Moderator: Shashi Shekhar (UMN)
Topic: Understanding and narrowing gaps between Data Science (e.g., Data Mining, Machine Learning, Statistics) and Mechanistic theories in physical scienes (e.g., underlying processes driving patterns, extrapolating beyond observed conditions)
Background: Data science methods have found success in analyzing many complicated systems, such as social networks. However, success is limited within the physical systems (e.g., epidermis, climate). For example, articles in Science [2], Nature [3], and PLOS [4] noted failures of Google flu trend and a New York Times article [5] said, "no scientist thinks you can solve this problem by crunching data alone, no matter how powerful the statistical analysis; you will always need to start with an analysis that relies on an understanding of physics and biochemistry". A 2014 Geo-Physical Letters paper [1] added: "failure to account for dependence between [Physical] models, variables, locations and seasons yield misleading results".

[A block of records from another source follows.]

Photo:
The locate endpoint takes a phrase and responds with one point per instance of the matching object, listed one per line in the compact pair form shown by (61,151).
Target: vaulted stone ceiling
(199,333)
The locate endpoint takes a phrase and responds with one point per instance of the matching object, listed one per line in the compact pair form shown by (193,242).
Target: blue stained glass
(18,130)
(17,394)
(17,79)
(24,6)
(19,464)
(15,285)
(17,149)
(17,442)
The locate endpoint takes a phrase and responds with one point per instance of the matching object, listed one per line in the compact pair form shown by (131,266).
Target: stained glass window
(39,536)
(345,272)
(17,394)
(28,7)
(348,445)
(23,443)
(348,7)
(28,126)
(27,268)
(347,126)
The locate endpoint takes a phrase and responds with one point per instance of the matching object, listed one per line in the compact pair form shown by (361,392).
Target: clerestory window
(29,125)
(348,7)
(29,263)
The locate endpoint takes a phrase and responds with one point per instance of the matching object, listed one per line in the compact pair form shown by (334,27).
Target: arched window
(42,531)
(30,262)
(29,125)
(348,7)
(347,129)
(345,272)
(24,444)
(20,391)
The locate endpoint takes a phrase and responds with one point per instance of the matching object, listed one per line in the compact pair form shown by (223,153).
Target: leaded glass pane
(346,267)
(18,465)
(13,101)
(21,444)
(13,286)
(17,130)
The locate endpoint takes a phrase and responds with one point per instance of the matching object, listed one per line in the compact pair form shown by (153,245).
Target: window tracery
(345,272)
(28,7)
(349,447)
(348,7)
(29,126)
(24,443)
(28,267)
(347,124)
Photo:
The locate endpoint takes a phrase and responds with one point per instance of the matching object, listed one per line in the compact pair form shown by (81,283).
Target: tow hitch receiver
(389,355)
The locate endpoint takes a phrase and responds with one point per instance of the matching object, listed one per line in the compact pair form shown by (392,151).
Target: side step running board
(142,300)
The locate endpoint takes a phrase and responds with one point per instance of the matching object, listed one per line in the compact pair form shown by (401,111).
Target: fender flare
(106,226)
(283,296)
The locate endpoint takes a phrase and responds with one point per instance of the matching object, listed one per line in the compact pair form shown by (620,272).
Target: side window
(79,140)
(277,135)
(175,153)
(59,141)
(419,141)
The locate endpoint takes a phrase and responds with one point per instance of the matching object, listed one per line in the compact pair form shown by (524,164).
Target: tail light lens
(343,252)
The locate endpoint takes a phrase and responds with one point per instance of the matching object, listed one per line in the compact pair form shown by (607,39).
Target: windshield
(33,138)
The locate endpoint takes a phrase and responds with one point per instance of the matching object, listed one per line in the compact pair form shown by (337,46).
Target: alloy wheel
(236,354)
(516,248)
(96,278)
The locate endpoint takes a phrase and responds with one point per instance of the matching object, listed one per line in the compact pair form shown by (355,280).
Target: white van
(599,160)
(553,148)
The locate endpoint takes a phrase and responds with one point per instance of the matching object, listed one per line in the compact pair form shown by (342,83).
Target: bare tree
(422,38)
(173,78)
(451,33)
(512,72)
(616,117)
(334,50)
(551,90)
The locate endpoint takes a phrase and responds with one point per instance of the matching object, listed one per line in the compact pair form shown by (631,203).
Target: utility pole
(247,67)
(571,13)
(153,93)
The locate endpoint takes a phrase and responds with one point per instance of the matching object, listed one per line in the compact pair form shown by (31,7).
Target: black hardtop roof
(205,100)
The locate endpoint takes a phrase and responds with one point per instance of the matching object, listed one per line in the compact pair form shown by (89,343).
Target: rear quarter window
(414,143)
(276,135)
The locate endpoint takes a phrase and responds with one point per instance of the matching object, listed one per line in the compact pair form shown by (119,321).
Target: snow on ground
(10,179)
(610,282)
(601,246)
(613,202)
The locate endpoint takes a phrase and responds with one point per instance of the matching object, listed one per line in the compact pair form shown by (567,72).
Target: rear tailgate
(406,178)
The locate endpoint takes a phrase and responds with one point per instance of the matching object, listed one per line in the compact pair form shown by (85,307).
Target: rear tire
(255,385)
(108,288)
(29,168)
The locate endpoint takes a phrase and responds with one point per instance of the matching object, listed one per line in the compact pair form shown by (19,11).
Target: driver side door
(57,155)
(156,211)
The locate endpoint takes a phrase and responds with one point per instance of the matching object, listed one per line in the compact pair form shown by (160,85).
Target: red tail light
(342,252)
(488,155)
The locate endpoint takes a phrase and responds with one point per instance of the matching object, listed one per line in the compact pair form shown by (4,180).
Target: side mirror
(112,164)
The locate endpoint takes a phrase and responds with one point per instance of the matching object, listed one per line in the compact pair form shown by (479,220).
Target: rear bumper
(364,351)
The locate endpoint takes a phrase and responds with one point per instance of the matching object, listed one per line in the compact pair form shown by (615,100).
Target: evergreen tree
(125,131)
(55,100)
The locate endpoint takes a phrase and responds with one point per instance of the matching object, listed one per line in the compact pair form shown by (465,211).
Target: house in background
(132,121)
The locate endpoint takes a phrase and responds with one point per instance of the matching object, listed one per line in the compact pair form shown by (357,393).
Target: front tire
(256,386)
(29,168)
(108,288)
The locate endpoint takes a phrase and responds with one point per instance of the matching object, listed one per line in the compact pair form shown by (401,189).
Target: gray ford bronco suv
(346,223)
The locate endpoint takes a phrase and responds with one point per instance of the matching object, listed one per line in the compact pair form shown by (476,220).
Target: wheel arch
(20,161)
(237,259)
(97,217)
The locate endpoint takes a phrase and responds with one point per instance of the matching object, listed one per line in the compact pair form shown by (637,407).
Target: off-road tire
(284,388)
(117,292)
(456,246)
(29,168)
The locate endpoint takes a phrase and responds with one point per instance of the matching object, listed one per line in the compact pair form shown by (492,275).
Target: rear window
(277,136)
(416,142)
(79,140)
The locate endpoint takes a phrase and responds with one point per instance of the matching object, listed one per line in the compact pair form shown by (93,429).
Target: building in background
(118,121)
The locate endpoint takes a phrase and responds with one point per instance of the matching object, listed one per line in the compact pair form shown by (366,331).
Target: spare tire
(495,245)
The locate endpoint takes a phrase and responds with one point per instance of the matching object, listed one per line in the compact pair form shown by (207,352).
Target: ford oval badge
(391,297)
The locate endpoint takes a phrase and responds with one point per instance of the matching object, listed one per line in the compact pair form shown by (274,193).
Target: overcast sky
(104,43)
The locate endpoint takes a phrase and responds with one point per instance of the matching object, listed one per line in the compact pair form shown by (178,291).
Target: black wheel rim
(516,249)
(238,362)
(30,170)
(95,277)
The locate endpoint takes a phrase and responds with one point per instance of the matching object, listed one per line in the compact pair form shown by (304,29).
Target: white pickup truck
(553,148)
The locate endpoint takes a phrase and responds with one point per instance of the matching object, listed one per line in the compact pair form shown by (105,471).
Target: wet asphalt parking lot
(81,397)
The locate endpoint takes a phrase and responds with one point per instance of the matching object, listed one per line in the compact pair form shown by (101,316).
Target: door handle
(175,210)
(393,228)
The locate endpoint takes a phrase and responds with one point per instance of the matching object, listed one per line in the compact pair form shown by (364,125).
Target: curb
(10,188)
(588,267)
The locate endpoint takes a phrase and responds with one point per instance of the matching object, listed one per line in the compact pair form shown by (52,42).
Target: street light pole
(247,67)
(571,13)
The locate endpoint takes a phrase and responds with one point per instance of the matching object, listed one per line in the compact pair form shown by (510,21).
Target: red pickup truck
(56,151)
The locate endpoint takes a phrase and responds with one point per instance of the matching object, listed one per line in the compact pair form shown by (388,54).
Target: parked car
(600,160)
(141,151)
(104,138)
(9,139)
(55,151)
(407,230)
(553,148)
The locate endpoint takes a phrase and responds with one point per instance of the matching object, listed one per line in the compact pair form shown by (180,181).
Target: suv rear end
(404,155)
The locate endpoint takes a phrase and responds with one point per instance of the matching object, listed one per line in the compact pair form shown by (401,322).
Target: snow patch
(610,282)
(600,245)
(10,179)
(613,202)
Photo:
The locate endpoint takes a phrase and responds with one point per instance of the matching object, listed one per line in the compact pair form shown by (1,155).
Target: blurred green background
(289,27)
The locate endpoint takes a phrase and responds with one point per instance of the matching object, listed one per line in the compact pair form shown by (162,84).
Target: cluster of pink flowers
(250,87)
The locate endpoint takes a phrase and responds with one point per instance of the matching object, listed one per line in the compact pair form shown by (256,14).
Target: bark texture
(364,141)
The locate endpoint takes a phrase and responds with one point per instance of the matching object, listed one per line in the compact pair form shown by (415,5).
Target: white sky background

[1] Statistical significance of climate sensitivity predictors obtained by data mining, P. M. Caldwell et al., Geophys. Res. Lett., 41:1803-1808, 2014.
[2] The Parable of Google Flu: Traps in Big Data Analysis, David Lazer et al., AAAS Science, 343, March 14,2014.
[3] When Google got flu wrong: US outbreak foxes a leading web-based method for tracking seasonal flu.,D. Butler, Nature, 494(7436), 155-6, 2013.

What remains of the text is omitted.